Table-3. Switch buffer size needed by an active queue to buffer incast traffic in the first RTT with varying incast degress and message size.

By comparing the values in both Table-2 and Table-3, it is easy to find **severe packet loss under incast-like traffic is not rare in high-speed DCNs.** For example, with 80 incast degree and 20KB message size, more than 75% of the conditions presented in table-2 will suffer from severe packet loss.

4. Is lossless property the right assumption for high-speed DCNs?

Some recent work, such as Homa[4], establishes its design by assuming DCN switches have enough buffer for buffering all the bursty traffic in the first RTT. However, as we have demonstrated with concrete numbers in previous sections, switches are becoming more shallow-buffered at high-speed, and packet loss is easier to occur in the first RTT under incast.
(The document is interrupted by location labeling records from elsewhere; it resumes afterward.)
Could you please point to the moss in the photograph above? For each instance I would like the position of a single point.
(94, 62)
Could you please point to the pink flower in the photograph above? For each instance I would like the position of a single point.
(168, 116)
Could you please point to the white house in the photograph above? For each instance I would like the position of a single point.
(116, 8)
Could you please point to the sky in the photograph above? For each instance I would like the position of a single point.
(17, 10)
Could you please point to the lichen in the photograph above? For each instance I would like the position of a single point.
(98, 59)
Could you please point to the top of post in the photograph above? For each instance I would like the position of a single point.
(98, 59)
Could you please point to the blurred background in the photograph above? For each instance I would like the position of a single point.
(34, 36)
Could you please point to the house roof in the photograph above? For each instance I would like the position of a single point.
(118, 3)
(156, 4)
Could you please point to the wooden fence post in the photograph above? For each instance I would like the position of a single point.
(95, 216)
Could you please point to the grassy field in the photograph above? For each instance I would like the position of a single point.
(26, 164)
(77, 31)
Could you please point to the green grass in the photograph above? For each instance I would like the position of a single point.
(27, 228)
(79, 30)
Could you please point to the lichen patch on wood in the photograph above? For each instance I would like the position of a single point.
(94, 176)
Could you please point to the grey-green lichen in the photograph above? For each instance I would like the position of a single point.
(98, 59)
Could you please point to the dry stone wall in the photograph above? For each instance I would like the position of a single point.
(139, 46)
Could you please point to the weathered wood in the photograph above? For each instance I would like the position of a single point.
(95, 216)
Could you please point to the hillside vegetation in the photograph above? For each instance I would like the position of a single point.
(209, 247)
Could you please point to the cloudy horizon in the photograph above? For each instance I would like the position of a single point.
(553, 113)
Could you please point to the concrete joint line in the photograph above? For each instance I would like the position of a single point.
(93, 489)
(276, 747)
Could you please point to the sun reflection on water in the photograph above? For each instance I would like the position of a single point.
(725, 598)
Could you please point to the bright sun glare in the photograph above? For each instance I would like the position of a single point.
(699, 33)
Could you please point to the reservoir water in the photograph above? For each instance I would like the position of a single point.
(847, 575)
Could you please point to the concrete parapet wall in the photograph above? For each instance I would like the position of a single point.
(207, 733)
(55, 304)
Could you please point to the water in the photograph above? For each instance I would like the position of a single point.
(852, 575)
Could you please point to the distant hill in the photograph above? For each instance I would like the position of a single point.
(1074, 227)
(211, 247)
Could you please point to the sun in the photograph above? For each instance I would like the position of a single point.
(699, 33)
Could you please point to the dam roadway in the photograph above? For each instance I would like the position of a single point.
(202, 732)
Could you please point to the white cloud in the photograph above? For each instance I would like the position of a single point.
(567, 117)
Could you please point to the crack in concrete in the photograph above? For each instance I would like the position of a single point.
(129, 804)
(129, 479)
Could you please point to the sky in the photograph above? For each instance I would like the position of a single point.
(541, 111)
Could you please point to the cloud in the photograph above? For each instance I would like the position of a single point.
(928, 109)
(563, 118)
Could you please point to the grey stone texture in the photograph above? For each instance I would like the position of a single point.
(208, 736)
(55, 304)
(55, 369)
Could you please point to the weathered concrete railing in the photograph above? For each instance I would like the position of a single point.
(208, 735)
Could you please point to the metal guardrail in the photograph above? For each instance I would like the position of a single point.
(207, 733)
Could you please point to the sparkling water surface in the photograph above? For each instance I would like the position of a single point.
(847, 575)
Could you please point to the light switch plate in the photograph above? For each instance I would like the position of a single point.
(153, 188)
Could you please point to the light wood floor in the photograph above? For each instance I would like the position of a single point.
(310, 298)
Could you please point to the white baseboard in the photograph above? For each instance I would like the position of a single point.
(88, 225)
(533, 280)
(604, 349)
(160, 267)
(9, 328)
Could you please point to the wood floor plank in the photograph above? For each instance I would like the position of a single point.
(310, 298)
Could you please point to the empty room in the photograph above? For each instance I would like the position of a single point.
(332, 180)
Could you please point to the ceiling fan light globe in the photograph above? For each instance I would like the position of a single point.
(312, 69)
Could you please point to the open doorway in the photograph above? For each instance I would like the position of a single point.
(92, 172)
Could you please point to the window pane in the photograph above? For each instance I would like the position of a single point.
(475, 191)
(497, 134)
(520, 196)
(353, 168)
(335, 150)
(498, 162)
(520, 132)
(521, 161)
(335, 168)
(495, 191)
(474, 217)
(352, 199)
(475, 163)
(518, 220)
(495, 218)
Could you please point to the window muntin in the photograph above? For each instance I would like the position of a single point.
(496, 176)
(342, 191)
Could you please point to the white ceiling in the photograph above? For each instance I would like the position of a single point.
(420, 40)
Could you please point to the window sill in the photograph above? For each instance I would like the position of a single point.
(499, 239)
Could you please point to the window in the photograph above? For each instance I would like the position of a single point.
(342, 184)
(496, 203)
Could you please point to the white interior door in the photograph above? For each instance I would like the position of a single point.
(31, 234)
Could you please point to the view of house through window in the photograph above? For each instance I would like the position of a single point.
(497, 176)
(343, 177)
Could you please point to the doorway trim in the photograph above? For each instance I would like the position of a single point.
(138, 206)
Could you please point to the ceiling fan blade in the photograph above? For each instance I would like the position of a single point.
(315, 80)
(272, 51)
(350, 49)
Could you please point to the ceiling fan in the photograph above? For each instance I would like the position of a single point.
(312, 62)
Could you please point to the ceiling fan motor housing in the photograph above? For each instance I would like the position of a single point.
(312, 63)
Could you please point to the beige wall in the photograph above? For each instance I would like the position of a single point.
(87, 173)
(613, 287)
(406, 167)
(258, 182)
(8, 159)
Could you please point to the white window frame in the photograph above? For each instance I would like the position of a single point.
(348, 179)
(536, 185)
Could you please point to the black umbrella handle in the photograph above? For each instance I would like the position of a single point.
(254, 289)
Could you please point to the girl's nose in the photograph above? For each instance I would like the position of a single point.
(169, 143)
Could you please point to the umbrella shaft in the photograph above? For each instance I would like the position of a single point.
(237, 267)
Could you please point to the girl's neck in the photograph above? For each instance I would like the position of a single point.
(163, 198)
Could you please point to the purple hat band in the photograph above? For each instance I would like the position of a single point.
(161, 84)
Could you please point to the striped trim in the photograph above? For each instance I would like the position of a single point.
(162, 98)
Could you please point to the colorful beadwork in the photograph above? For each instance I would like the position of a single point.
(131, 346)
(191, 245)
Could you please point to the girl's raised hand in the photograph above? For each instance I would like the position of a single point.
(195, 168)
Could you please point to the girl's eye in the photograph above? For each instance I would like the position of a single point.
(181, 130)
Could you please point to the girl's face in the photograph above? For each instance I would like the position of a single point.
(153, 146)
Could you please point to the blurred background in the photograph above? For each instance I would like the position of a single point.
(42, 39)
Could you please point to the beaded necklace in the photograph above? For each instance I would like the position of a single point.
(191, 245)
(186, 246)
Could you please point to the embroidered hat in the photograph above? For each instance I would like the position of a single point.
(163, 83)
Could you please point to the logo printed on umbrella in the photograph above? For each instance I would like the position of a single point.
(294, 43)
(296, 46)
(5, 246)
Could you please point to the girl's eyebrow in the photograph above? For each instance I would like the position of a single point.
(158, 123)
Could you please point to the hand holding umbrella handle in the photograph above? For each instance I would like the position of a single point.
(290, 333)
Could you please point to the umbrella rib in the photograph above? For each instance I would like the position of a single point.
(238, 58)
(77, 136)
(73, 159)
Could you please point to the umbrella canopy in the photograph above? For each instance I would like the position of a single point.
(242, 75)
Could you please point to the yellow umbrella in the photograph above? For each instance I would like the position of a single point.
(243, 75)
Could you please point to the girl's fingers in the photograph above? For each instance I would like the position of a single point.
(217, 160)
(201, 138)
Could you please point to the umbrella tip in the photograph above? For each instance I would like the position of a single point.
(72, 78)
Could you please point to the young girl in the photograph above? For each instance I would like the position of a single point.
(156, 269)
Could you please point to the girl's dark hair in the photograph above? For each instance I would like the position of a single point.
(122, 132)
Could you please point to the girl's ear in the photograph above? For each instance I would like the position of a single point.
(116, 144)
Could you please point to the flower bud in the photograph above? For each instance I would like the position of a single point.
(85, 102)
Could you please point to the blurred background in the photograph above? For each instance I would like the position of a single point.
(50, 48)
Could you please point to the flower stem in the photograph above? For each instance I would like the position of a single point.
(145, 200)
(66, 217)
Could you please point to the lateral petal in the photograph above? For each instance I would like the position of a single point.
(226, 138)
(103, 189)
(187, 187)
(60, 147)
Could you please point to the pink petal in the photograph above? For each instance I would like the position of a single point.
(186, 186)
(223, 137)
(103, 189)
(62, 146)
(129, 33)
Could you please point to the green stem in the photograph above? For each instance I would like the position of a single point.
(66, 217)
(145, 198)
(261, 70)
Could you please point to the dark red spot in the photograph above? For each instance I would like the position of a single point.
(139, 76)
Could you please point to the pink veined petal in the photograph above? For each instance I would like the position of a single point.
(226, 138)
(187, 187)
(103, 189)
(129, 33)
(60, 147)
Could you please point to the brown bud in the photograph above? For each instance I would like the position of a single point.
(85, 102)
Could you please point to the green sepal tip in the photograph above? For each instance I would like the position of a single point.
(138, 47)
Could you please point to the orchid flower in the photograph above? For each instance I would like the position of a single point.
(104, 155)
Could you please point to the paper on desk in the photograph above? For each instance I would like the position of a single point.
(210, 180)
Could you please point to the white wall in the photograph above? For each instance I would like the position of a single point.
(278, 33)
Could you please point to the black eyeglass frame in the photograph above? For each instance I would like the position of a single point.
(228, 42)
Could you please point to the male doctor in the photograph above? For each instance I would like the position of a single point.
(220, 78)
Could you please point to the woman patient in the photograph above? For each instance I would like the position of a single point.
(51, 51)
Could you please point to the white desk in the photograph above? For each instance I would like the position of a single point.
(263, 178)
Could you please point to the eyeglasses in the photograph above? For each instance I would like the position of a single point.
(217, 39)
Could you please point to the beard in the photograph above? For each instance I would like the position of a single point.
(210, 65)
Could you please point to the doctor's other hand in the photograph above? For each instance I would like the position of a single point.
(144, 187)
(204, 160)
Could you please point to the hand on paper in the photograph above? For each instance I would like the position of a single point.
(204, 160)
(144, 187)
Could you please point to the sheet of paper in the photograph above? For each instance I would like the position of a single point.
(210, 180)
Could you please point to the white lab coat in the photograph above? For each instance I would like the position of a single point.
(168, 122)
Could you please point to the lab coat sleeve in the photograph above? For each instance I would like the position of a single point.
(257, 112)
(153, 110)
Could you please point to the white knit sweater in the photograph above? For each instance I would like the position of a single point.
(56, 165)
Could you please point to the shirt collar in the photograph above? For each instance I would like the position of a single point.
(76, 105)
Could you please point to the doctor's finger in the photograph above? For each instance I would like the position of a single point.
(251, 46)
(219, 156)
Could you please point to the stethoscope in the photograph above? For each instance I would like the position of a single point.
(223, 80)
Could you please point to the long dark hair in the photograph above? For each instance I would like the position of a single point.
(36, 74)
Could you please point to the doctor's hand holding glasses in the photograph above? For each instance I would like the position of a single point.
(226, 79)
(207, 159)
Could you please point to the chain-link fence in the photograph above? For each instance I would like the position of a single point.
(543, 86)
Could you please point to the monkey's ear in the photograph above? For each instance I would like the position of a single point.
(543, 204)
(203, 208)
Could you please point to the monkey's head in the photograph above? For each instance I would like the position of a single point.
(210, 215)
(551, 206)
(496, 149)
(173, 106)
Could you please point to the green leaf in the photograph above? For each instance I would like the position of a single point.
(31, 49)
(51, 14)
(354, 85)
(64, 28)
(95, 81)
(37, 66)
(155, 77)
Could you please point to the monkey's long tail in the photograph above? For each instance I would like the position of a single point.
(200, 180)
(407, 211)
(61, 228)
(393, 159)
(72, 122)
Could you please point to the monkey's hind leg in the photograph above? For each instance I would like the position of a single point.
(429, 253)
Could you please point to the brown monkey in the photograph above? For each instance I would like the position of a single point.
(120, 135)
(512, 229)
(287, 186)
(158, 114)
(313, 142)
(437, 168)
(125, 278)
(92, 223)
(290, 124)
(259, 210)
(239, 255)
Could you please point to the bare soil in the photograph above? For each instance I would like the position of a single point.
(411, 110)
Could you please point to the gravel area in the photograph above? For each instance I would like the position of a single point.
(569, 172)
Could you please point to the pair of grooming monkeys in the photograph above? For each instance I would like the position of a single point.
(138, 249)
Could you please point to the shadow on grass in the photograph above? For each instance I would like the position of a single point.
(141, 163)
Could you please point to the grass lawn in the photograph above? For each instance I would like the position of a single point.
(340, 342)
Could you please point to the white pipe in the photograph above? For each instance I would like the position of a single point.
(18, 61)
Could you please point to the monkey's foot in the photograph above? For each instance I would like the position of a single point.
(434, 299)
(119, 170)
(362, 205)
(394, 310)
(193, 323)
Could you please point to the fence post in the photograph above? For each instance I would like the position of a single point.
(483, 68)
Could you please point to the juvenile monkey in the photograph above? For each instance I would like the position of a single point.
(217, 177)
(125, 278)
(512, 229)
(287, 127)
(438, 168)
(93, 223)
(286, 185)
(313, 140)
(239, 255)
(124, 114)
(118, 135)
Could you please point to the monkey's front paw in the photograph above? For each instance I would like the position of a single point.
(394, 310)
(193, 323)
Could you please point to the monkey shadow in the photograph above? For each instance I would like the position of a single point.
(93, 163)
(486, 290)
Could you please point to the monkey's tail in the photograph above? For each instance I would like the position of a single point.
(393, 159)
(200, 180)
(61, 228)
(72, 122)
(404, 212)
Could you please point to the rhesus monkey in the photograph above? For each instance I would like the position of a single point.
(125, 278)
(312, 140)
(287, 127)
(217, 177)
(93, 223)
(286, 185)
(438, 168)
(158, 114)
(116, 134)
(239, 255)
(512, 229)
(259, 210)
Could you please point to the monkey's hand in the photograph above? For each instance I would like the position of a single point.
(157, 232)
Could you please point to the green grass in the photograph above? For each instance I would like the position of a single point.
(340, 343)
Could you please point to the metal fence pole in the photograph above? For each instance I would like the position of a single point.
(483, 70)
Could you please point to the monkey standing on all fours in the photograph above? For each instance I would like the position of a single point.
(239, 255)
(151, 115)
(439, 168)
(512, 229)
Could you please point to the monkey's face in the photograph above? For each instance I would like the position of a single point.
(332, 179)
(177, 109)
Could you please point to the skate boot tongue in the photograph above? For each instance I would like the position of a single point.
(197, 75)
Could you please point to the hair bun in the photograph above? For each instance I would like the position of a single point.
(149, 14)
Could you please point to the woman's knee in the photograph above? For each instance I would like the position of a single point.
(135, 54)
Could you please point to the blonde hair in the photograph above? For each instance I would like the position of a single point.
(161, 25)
Furthermore, even if major cloud providers are willing to pay the expensive cost to deploy switches with adequate buffer to absorb all the first-RTT traffic burst, it may not be a right choice. The reason is that, once a large queue is built in the network in the first RTT, the end-host transports can do nothing but wait until the queue is slowly drained and incur a large delay to all flows passing through the port which hurts even more for modern Internet services as latency is a more critical metric than throughput nowadays. In contrast, if we drop the overwhelming traffic in the first RTT, there will be no large queue buildups and persistent end-to-end low latency is well preserved. Packet loss is not a problem as long as senders are notified about the loss quickly. This is the exact philosophy behind Aeolus [5] --- dropping overwhelming first-RTT traffic in the network earlier to preserve low end-to-end latency, and quickly notifying the sender to retransmit lost data since second RTT according to the available bandwidth it shares.

## References

- 1. <a href="https://stanford.edu/~ouster/cgi-bin/aeolus.php">https://stanford.edu/~ouster/cgi-bin/aeolus.php</a>
- Wei Bai, Shuihai Hu, Kai Chen, Kun Tan, and Yongqiang Xiong. 2021. One More Config is Enough: Saving (DC)TCP for High-Speed Extremely Shallow-Buffered Datacenters. IEEE/ACM Trans. Netw. 29, 2 (April 2021), 489–502.
- 3. K. Choudhury and E. L. Hahne, "Dynamic Queue Length Thresholds for Shared-memory Packet Switches," IEEE/ACM Trans. Netw., vol. 6, no. 2, pp. 130–140, Apr. 1998.
- 4. Behnam Montazeri, Yilong Li, Mohammad Alizadeh, and John K. Ousterhout. Homa: A receiver-driven low-latency transport protocol using network priorities. SIGCOMM'18
- Shuihai Hu, Wei Bai, Gaoxiong Zeng, Zilong Wang, Baochen Qiao, Kai Chen, Kun Tan, and Yi Wang. 2020. Aeolus: A Building Block for Proactive Transport in Datacenters. In Proceedings of the Annual conference of the ACM Special Interest Group on Data Communication on the applications, technologies, architectures, and protocols for computer communication (SIGCOMM '20).